My Recollection of Breaking Bad After Giving Up in Season 3
Hispanic Man (wearing bandana): Yo, homes, we want more of your magical blue meth, or we’re going to go loco on you. Comprende?
Bryan Cranston (squints): We had a deal.
Annoying White Kid (terrified, wild eyed): What the hell, paco, I thought we were cool.
Second Hispanic Man (shows gold teeth): Yo boss, look over there, green meth, homes.
Annoying White Kid (desperate): Yeah! Yeah! We’ve got new stuff. Green meth. Gets you double high!

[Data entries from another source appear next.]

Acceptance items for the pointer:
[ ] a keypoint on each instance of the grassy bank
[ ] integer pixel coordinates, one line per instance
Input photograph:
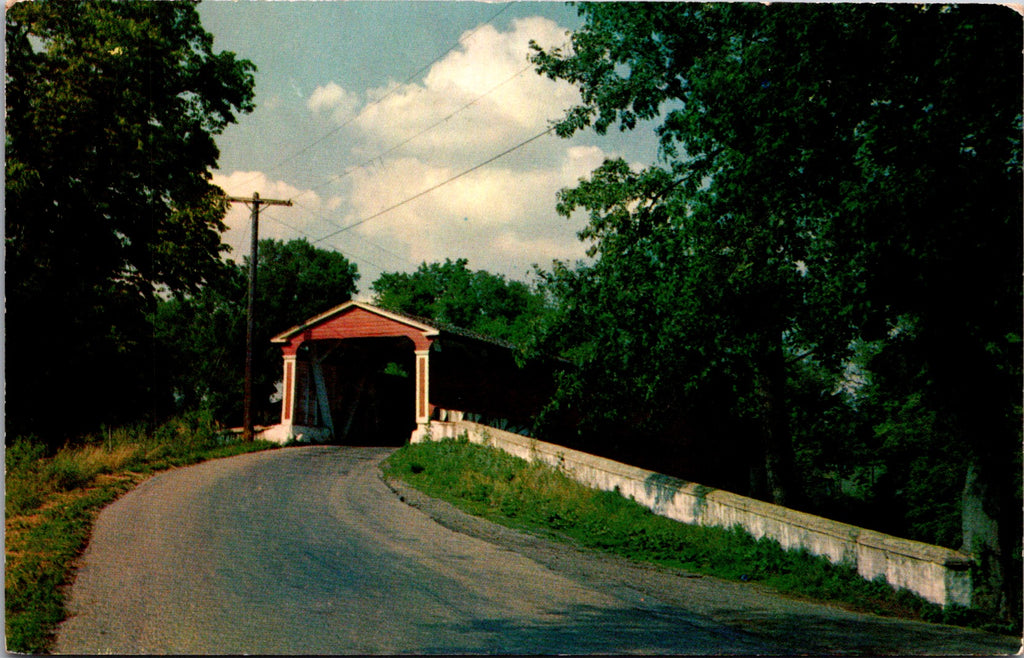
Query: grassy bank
(52, 499)
(489, 483)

Bryan Cranston (wipes sweat from head): It’s… It’s not ready for human consumption.
Hispanic Man One (pulls out gun): Are you hiding anything else from me?
Annoying White Kid: I swear, paco, there’s nothing else.
Bryan Cranston (squints): Get him the red meth. All of it.
Annoying White Kid (shocked): Yo, that was our future, yo! It gets you triple high.
Second Hispanic Man:Three times as high? Dios mio!
Hispanic Man One: Alright… Alright! We’ll take the red meth, and the green meth, and the blue meth, but you’re now working overtime, hombres. I want double the normal order in one week.
Annoying White Kid (hands to head): Where will we get the supplies?
Hispanic Man One: That’s your problem!
Bryan Cranston (squints, sweat runs down face): Get out so we can cook. (to Annoying White Kid) I’ve got an idea.
Annoying White Kid: It’s just another type of meth right.